The team also used a new technique, dubbed ‘inverse design’, to fashion the device. Inverse design is a software framework that allows researchers to optimise the photonic circuit together with the physical parameters of the apparatus to improve different aspects of the device, such as acceleration efficiency, with a lower computing cost.
But the device isn’t exactly ready to ship. Its pros include the low laser power required (around 3 mW), the robust architecture that allows it to be integrated more easily into larger machines and, of course, the small size – a few dozen micrometers wide, somewhat larger if the laser source and focusing equipment are included. However, the device still needs pre-accelerated electrons to work – in this case of energy 83.4 keV[footnote]1,000 keV = 1 MeV[/footnote] – and the pre-accelerators aren’t very small.
Second, the new device energised electrons by 0.9 keV over 30 micrometers, which implies an acceleration gradient of 30.5 MV/m. This is 10-times lower than what the previous design achieved.
One way to increase the amount of energisation is to line up multiple small accelerators to make a big one. Physicists from California tried this in 2016 using a laser plasma accelerator, which is another type of tabletop accelerator. They found that to push electrons to 1 GeV, the assembled device plus modifications would have to be a few hundred meters long.

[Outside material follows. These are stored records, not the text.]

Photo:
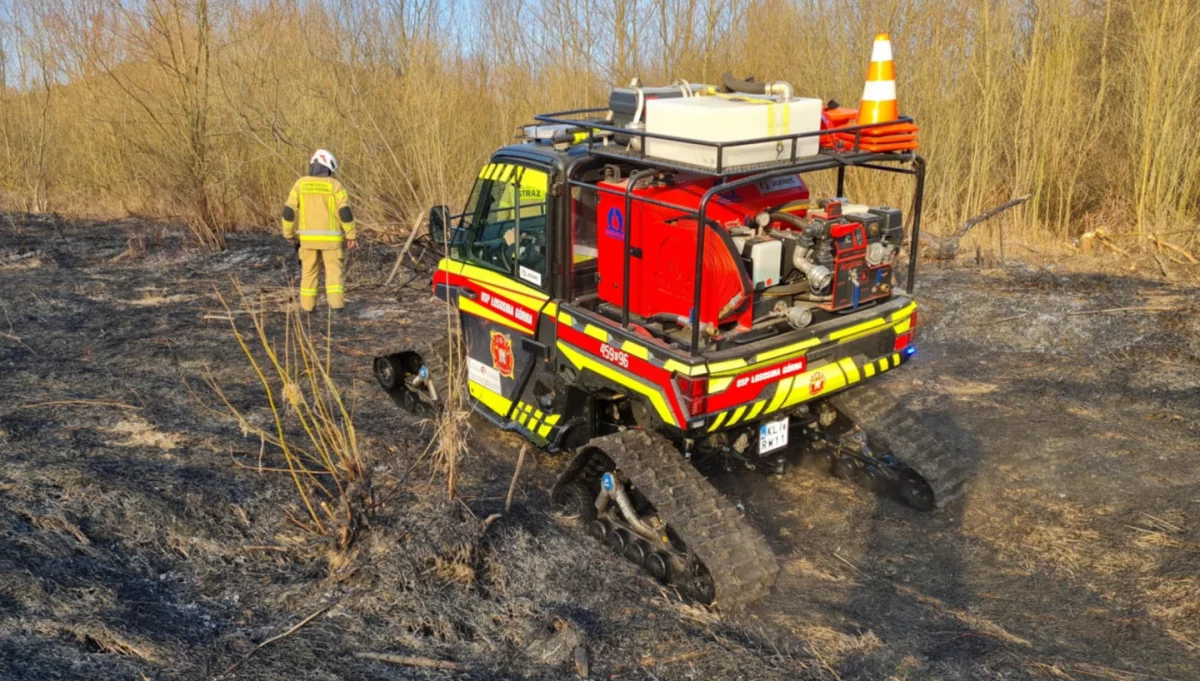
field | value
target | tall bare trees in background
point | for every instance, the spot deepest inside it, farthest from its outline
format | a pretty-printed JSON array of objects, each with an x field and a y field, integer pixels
[{"x": 207, "y": 109}]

These dimensions are still competitive if the goal is physics research. However, hundreds of metres is infeasible for medical imaging and other non-laboratory applications.
Also read: Particle Accelerators May Soon Be Within Reach of the Developing World
Sapra indicated a similar direction for his dielectric laser accelerator, saying that the current study demonstrated acceleration over a single stage, and that in future, he plans to augment this design using a waveguide that will split and “branch off into multiple stages, similar to what I showed on a single-stage level in this work”.
An accelerator composed of a thousand such stages is expected to be about an inch wide, effectively rendered as an ‘accelerator-on-a-chip’. Sapra expects the chip could potentially accelerate electrons up to 1 MeV – perfect for medical and industrial applications, including (according to one report) materials processing, sterilisation, cargo screening, biofuels production, and water and flue-gas treatment.